The Kerry Intermediate Football Championship is an annual Gaelic football competition contested by mid-tier Kerry GAA clubs.

Rathmore are the title holders (2022)..

Teams

2023 Teams

Honours
The winners can be promoted to play in the Kerry Senior Football Championship in the year after they win this competition.

The winners of the Kerry Intermediate Football Championship progress to the Munster Intermediate Club Football Championship, representing Kerry, later that year, or, as was the case in 2021, the following year.
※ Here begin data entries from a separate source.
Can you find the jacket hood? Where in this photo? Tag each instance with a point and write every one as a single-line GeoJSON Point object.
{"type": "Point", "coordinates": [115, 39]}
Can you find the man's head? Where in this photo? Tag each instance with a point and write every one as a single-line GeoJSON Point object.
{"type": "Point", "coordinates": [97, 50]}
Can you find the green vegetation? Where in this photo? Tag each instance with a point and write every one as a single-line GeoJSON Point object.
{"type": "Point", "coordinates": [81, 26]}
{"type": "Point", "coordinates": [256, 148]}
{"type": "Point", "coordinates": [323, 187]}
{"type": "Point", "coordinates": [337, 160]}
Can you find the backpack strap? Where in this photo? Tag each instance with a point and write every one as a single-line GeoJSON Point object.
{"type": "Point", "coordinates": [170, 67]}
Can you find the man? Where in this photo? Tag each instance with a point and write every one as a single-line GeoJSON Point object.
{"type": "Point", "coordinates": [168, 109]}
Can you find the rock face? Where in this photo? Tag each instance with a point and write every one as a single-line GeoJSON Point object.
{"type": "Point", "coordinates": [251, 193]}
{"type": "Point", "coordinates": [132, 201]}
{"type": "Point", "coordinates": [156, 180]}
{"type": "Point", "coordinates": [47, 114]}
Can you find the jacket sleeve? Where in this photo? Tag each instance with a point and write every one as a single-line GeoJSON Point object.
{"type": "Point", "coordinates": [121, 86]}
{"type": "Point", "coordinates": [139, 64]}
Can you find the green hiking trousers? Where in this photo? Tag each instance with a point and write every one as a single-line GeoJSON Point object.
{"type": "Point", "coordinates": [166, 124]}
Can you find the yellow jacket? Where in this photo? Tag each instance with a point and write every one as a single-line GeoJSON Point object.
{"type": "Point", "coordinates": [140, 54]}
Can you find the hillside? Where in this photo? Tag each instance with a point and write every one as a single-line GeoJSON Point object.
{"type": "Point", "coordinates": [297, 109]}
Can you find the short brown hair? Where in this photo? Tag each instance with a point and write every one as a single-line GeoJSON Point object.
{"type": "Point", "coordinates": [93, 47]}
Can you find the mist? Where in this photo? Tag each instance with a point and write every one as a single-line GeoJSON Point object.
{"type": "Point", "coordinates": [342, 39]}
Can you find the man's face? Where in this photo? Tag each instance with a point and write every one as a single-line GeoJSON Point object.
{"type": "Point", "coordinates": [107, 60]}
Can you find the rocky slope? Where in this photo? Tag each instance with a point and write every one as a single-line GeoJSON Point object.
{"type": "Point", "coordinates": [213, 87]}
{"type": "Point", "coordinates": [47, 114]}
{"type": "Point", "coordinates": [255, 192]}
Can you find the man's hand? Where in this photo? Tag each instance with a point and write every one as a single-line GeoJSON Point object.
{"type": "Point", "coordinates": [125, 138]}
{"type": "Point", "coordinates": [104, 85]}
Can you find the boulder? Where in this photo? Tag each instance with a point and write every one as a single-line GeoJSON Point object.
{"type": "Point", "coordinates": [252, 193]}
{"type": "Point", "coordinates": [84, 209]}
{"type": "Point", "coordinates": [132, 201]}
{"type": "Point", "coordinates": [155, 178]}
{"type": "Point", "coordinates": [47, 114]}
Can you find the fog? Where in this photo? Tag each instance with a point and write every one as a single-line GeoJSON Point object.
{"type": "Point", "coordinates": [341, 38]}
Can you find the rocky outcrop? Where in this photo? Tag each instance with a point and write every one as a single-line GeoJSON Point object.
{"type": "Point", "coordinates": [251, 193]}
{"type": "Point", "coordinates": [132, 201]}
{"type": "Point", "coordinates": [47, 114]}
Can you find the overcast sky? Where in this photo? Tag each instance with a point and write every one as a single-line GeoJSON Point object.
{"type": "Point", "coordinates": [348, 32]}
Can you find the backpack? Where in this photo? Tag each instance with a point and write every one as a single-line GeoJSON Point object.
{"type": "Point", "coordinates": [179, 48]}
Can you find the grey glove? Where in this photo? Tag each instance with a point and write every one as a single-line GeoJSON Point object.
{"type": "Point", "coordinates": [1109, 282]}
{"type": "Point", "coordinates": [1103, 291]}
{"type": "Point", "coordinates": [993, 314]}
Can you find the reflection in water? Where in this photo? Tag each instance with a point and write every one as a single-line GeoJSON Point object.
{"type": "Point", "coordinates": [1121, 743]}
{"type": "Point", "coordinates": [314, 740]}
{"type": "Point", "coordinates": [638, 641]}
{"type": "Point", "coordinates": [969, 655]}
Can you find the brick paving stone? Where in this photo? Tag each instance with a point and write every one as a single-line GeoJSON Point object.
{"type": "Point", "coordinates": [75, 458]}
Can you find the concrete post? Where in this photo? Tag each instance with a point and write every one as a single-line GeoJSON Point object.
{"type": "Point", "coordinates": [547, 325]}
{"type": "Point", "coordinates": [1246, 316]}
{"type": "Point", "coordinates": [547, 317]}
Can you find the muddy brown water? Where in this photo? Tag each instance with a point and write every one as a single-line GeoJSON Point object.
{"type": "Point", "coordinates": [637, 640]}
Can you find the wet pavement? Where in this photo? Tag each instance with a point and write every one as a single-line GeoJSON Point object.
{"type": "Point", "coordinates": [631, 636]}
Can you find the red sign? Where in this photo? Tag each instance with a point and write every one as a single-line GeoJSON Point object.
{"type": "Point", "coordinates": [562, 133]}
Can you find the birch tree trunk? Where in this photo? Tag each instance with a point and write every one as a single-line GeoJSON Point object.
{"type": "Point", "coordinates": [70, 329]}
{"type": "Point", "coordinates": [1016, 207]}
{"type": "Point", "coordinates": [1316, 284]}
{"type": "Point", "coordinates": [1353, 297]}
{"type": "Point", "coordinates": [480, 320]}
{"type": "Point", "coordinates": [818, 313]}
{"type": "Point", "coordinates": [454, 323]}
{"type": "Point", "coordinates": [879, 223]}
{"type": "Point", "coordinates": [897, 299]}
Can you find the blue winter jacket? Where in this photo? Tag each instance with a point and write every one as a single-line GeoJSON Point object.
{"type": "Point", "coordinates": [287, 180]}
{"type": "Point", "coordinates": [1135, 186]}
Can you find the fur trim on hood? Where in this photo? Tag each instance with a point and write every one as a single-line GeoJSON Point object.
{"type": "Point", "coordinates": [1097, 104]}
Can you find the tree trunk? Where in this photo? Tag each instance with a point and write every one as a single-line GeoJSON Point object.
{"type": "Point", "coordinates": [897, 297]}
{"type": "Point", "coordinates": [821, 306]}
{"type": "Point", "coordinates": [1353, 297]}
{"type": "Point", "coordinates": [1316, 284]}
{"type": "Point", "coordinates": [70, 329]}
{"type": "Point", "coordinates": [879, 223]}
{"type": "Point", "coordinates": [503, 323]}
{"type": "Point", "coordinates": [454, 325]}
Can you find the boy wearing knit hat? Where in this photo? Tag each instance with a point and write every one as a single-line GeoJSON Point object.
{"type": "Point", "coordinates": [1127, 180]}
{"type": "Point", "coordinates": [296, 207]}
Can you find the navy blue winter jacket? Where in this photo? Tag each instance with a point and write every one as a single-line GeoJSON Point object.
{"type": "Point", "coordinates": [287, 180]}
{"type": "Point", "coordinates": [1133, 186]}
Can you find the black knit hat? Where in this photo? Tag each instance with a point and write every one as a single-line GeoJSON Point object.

They often do well there and recent winners include Templenoe in 2019 and Na Gaeil winning in 2022 after winning the Kerry Intermediate Football Championship in 2021. Kilcummin made it 12 wins for Kerry out of 13 in 2018. The winners can then go on and win the All-Ireland Intermediate Club Football Championship title like Milltown/Castlemaine did in 2012.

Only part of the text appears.